Zu spüren bekommt der Stahlkonzern, der einen starken Automotive-Schwerpunkt hat, unter anderem die negativen Auswirkungen der neuen Abgasemissionstestvorgaben (WLTP), die seit 1. September gelten und "zu einer erheblichen Verunsicherung in der Automobilindustrie" führten, wie Eder am Donnerstag in einer Telefonkonferenz sagte. Zusätzlich sei die Konjunktur und somit auch die Nachfrage in China schwächer. Auf verschiedenen Märkten machen sich bei der voestalpine den Angaben zufolge auch bereits negative Auswirkungen der protektionistischen Handelspraktiken bemerkbar, die ursprünglich von den USA ausgegangen waren.

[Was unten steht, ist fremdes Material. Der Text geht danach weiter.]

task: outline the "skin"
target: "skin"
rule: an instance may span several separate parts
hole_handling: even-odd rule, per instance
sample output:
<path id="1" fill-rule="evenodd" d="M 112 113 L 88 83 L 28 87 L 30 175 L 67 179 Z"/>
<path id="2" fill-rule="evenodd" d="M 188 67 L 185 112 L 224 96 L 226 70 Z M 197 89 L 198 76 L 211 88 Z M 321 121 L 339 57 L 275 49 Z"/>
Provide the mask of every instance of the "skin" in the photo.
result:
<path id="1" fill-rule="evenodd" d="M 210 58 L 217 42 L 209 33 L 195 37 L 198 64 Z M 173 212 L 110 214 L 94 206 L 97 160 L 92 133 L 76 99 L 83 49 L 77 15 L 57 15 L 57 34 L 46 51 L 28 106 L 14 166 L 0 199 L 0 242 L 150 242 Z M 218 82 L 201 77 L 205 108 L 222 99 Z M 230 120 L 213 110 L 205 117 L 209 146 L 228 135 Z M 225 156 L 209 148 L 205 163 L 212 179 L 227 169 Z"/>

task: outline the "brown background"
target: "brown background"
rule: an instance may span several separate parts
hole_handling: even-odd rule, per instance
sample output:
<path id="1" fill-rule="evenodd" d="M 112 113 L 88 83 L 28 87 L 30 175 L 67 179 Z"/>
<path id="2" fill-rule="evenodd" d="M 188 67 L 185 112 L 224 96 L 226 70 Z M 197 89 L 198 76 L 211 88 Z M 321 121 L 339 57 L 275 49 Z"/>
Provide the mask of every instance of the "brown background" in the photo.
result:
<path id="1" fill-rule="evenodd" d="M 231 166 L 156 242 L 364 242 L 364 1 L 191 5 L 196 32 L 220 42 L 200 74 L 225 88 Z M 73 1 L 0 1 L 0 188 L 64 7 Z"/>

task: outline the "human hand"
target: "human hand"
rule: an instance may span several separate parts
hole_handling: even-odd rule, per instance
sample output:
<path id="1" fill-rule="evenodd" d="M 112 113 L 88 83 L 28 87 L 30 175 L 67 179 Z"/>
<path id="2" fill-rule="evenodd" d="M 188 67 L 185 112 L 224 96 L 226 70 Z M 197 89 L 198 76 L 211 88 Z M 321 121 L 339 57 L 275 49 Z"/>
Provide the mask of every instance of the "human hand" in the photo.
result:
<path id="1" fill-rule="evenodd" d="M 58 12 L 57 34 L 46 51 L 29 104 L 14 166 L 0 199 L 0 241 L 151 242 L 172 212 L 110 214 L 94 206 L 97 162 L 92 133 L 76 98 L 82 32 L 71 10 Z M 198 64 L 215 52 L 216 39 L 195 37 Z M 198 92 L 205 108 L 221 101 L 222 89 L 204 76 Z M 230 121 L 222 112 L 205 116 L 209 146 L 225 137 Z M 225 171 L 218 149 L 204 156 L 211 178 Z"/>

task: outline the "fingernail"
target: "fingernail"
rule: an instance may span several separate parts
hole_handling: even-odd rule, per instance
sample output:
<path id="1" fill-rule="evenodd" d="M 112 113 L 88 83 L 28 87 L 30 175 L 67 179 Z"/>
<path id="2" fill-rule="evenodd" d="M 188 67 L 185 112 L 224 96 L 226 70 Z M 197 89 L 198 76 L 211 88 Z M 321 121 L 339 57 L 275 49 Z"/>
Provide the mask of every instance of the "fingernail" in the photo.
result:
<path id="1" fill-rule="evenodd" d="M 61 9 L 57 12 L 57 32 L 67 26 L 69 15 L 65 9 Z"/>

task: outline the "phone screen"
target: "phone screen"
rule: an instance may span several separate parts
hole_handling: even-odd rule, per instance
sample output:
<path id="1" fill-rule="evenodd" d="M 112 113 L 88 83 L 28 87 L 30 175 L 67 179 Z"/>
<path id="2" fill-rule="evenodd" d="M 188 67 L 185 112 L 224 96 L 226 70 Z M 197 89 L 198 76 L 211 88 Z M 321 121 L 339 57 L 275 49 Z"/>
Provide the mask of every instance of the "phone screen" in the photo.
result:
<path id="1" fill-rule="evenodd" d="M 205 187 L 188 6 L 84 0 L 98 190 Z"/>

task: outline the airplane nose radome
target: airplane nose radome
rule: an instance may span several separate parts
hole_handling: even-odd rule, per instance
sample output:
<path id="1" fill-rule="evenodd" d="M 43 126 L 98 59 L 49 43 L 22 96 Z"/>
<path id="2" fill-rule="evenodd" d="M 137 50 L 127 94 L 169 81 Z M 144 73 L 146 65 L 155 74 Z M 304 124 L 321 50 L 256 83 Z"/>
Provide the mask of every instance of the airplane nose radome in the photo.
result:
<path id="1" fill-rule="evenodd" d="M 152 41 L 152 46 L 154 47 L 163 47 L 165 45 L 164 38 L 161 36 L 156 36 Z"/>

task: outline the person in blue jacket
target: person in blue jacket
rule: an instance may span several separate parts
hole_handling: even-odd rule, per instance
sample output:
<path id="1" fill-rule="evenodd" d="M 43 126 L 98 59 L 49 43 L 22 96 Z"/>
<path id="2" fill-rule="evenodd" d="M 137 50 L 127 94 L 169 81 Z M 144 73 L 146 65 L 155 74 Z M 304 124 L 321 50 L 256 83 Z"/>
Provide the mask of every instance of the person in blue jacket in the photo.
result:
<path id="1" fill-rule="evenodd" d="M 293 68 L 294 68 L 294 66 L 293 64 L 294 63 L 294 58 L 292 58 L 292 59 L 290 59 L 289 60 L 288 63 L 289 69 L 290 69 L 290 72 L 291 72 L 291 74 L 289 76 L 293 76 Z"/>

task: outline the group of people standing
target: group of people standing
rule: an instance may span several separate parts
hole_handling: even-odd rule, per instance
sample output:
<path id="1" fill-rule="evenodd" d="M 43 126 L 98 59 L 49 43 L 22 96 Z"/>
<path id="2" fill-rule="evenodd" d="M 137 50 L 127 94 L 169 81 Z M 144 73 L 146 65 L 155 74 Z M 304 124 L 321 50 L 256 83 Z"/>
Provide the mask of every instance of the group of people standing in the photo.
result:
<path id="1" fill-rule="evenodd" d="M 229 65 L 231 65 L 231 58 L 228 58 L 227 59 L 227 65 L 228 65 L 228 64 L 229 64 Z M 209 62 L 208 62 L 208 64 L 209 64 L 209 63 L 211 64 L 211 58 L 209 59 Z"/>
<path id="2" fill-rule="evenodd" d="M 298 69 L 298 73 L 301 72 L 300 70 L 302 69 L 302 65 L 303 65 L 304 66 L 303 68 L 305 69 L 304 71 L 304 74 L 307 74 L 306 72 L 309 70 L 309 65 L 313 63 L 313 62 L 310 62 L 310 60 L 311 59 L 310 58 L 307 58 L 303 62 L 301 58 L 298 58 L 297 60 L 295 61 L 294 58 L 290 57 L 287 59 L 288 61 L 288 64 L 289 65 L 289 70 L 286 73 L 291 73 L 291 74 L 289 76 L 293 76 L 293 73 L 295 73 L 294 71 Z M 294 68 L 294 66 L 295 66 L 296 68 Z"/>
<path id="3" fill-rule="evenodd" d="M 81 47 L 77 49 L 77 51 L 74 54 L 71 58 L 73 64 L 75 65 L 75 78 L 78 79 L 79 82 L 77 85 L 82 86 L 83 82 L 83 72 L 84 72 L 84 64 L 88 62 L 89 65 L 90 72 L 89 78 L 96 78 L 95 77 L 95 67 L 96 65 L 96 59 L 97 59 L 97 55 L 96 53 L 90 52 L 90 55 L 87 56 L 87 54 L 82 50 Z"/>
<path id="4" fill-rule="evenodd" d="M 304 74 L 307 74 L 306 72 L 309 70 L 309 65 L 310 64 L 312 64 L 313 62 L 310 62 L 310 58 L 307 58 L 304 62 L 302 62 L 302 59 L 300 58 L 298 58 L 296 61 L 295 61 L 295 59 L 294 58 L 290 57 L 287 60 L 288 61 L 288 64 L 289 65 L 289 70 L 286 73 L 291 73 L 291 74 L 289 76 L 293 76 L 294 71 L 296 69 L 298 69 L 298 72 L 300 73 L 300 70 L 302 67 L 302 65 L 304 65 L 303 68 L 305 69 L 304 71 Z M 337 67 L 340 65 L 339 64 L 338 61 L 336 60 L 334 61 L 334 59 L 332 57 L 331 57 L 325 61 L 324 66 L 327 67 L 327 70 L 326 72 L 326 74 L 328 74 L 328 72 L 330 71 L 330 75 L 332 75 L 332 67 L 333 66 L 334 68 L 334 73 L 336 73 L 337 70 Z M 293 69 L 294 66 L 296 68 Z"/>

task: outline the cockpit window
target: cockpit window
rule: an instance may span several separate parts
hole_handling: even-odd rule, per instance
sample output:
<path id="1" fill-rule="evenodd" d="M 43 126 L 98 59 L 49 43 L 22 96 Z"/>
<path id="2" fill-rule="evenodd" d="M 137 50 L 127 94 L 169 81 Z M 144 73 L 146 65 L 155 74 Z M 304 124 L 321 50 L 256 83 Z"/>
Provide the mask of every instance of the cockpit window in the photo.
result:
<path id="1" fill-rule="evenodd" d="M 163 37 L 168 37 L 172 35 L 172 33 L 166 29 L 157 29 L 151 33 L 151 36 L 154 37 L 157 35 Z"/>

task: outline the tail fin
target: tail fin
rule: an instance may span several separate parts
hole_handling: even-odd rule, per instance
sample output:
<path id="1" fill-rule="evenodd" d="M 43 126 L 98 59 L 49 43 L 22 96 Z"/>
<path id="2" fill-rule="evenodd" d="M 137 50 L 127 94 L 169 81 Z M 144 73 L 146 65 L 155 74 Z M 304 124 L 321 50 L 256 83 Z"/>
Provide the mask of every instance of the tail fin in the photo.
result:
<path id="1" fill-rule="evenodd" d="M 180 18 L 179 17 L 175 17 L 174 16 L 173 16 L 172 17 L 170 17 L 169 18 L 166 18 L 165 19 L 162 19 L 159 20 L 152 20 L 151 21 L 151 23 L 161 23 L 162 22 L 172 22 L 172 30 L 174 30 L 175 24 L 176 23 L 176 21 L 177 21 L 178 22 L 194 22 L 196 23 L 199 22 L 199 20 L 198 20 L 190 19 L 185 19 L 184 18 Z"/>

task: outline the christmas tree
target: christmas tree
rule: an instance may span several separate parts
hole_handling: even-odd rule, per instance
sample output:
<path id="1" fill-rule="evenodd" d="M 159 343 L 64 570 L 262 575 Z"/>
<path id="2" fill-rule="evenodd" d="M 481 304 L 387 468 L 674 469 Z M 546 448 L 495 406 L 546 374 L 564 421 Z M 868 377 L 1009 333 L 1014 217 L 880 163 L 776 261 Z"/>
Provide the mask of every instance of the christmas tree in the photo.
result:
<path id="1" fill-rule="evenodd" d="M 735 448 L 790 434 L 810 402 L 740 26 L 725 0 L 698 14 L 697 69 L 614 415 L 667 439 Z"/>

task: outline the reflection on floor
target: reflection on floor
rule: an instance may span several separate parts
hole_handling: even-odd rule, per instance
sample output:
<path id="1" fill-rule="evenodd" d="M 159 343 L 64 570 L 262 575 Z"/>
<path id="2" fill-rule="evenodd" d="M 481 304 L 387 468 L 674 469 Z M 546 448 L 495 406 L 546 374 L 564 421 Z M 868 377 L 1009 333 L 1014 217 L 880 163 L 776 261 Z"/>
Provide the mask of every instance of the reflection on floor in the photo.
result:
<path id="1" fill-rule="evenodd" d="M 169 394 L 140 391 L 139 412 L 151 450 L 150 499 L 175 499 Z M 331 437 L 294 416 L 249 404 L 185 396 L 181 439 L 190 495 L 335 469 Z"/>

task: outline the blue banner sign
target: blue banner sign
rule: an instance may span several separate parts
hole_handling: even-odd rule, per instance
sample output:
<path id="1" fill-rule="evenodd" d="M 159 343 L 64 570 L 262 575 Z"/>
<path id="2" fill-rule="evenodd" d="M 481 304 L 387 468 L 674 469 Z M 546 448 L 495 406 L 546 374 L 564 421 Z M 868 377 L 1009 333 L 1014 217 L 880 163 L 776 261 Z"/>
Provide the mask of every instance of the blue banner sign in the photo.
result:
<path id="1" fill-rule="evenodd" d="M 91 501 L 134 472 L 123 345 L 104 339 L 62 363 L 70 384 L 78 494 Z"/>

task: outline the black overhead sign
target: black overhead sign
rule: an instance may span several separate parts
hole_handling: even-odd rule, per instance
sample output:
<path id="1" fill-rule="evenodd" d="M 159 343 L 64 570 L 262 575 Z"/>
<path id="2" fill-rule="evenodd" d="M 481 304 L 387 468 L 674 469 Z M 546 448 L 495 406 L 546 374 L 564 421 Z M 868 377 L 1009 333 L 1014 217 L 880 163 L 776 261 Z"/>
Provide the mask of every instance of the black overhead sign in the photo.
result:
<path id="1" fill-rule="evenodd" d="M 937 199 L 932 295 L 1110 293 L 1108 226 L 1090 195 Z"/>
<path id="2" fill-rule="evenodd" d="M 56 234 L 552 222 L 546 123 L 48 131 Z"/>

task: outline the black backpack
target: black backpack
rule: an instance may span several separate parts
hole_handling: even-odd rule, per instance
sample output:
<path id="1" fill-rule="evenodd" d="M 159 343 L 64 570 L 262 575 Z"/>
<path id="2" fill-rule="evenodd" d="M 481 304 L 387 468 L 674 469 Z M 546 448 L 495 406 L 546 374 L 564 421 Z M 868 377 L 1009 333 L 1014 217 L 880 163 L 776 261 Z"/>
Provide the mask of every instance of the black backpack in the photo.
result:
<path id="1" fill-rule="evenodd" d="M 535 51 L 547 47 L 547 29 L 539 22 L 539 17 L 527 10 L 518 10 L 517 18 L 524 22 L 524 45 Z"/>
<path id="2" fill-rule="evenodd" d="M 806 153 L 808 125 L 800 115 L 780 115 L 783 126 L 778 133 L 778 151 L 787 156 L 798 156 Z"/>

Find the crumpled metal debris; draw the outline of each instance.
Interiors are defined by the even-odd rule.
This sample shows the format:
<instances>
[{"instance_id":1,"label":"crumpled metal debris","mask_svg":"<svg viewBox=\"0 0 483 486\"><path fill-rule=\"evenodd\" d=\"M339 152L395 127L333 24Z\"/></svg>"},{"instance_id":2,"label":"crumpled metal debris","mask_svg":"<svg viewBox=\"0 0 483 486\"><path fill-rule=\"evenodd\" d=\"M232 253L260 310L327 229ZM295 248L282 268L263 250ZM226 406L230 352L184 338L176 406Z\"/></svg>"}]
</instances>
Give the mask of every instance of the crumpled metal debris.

Als externen belastenden Faktor erwähnte der Konzernchef zudem die stark gestiegenen CO2-Emissionskosten - waren es im Sommer noch 5 bis 7 Euro je Tonne, seien es nun 20 Euro. "Natürlich hat das Auswirkungen auf die Kostenstruktur", so Eder. Auch die Energiepreise hätten deutlich angezogen.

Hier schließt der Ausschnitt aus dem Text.